O advento das redes IPs e o acesso cada vez mais facilitado á tecnologias de  comunicação intensifica  as relações entre negócios e pessoas, independente da sua localização geográfica, nacionalidade.   O autor Harold Sirkin  comenta ser a “globalidade” ,  uma evolução da era globalização, tão estudada –  “Os negócios estão se espalhando por todas as direções, e as empresas estão perdendo seus centros de atuação. Nenhum mercado é pequeno demais ou remoto demais em termos de recursos, vantagens em custos ou oportunidades”.

Tenho refletido sobre as convivências, cada vez mais frequentes,  entre culturas distintas (às vezes muito distintas), seus reflexos e seu valor para quem a experimenta de forma efetiva. 

Em geral as pessoas reputam às diferenças culturais vividas no cotidiano dessas oportunidades como divergências. Penso que elas são saudáveis na medida em que promovem o crescimento de todos envolvidos.   Também tenho visto que os resultados conquistas em grupos com essas características são distintos. Não somente os resultados de trabalhos, mas também resultados pessoas.  São mais complexos,  na sua produção e conquista, porém diferentes e até mais valiosos a todos  ao final. 

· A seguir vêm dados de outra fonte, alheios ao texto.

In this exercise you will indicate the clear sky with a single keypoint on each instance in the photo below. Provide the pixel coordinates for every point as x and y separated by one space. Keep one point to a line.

A beleza deste tido de oportunidade somente será percebida quando as pessoas se  permitirem abdicar de “deficiências”  e  preconceitos adquiridos ao longo da vida, aguçando o “ouvir” para o diferente.  Passa pela compreensão de que,  estão nas diferenças, nas desigualdades,  uma das fontes de melhoramentos humanos.  Parece simples,  mas não é.   Precisa perceber,  precisa entender e querer!

Gosto muito da mensagem do Amir Klink quando diz.. 

“Um homem precisa viajar. Por sua conta, não por meio de histórias, imagens, livros ou TV. Precisa viajar por si, com seus olhos e pés, para entender o que é seu. Para um dia plantar as suas árvores e dar-lhes valor. Conhecer o frio para desfrutar o calor. E o oposto. Sentir a distância e o desabrigo para estar bem sob o próprio teto.  Um homem precisa viajar para lugares que não conhece para quebrar essa arrogância que nos faz ver o mundo como o imaginamos, e não simplesmente como é ou pode ser; que nos faz professores e doutores do que não vimos, quando deveríamos ser alunos, e simplesmente ir ver.”